Salaires, impôts… : faire payer les capitalistes !

19 Décembre 2018

Le mouvement des gilets jaunes a mis sur la table le problème du pouvoir d’achat et du niveau de vie des couches populaires.

Macron et son gouvernement ont tenté de stopper la contestation en annulant l’augmentation de la taxe sur les carburants qui a constitué l’élément déclencheur et en annonçant des mesures comme l’augmentation de la prime à l’emploi, la défiscalisation des heures supplémentaires et de la prime que les capitalistes pourraient accorder selon leur bon désir en fin d’année. Mais si le recul du gouvernement est évident, il est tout aussi évident qu’il ne fera rien payer au grand patronat. Et ce qu’il donne d’une main, il espère bien le reprendre de l’autre.

En réalité, le sort des travailleurs et des couches populaires ne peut s’améliorer que si la classe capitaliste paye. Il faut la faire payer pour créer des emplois et augmenter les salaires. Et il faut la faire payer pour financer l’intégralité du budget de l’État, car ce n’est pas aux travailleurs, ni aux autres couches populaires de payer des impôts pour un État qui n’est pas à leur service mais à celui des capitalistes.

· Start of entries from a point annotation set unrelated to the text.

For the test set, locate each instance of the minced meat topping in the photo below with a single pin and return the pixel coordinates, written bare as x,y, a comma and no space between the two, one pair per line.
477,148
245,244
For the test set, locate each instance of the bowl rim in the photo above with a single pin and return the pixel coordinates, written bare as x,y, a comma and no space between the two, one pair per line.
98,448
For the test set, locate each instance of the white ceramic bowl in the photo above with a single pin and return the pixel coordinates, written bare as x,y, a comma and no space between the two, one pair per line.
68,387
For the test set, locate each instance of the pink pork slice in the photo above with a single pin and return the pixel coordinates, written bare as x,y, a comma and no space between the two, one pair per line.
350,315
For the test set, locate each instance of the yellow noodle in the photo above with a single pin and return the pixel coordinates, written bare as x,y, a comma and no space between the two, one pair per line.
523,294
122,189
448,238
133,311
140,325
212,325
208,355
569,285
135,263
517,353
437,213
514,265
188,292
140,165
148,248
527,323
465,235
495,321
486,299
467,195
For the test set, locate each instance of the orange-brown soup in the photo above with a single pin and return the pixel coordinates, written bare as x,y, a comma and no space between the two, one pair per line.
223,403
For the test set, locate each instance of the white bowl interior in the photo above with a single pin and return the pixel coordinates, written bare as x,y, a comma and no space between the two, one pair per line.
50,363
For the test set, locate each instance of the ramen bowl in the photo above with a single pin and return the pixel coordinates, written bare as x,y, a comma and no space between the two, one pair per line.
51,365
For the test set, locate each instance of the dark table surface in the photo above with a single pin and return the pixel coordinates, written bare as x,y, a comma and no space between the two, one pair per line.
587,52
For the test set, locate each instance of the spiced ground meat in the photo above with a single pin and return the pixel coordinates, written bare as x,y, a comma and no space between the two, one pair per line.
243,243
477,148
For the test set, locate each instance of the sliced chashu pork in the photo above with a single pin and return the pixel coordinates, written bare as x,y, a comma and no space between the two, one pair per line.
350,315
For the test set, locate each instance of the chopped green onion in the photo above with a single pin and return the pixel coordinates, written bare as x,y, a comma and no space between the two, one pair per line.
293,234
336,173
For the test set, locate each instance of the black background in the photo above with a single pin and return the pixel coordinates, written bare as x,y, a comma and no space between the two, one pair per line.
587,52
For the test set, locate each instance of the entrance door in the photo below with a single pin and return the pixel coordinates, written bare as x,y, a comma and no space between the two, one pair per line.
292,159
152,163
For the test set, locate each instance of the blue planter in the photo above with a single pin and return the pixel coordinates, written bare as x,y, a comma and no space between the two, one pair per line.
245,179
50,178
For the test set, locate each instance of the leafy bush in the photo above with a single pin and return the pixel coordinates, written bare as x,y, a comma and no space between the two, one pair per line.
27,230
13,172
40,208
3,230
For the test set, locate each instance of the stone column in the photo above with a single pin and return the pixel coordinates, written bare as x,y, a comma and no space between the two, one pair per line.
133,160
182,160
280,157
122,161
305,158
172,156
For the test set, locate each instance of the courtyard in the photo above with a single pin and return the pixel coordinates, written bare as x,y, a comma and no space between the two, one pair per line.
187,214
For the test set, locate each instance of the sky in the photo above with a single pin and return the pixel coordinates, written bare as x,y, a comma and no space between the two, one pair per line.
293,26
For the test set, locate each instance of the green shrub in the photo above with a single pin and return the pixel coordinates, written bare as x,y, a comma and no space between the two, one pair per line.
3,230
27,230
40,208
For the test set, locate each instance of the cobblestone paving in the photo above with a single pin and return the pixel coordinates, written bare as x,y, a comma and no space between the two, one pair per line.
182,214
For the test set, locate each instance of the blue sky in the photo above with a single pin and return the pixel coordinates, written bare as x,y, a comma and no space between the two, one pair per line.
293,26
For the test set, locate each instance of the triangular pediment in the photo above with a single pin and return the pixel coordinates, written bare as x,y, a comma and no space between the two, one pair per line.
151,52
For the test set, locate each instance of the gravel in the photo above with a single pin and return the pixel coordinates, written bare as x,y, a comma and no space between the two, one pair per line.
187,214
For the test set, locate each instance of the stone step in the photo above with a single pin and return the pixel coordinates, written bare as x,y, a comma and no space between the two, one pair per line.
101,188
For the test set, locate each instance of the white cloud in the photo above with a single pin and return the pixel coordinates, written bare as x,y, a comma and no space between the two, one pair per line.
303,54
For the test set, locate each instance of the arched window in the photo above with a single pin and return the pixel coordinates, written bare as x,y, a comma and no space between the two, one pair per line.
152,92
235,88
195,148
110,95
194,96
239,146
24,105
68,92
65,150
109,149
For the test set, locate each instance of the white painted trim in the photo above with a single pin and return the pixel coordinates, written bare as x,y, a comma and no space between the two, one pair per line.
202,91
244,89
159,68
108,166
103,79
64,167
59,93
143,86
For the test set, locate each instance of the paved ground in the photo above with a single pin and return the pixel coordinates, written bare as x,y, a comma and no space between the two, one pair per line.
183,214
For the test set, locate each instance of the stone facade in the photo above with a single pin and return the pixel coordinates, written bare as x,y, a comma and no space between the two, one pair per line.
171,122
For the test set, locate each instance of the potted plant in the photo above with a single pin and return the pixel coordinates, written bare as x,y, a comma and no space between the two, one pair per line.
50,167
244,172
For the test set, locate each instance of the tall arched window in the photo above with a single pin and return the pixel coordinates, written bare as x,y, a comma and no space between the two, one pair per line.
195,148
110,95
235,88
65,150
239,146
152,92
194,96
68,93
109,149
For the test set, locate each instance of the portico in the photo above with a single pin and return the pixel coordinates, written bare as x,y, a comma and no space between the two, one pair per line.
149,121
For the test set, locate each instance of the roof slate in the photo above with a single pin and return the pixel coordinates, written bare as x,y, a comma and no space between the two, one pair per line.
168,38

C’est cela qu’ont dénoncé, en fait, les gilets jaunes qui affirment avec raison payer des impôts sans en voir jamais la contrepartie en terme de service public. La population paye bien des impôts, et particulièrement des impôts indirects. Mais les retombées de l’impôt se voient mieux, et de plus en plus, dans les coffres-forts des capitalistes que dans les écoles de campagnes et les maternités de petites villes.

Les capitalistes tirent leur richesse de l’exploitation de la classe ouvrière et du parasitisme financier qu’ils imposent à toute la société avec l’aide de l’État. C’est à ce parasitisme là qu’il faut s’attaquer. Que tout le monde ait un travail et un salaire qui permette de vivre correctement n’est pas demander la lune. Que l’éducation, la santé, les transports soient accessibles à tous et dignes d’un pays développé du 21e siècle n’a rien d’excessif. Alors il faut l’imposer en prenant l’argent là où il est.

Les politiciens qui composent les gouvernements qui se succèdent ne sont que de passage. Ils ne font que servir les intérêts capitalistes. La classe capitaliste, avec son capital, décide de tout. C’est elle qui a le pouvoir. Si elle n’est pas capable d’assurer le minimum nécessaire à tous aujourd’hui, cela prouve que c’est sa domination qui étouffe la société, et que l’immense majorité de la population a intérêt à s’en débarrasser. Et les travailleurs seront ceux qui mèneront ce combat jusqu’au bout parce qu’ils n’ont rien à perdre et sont les ennemis directs des capitalistes.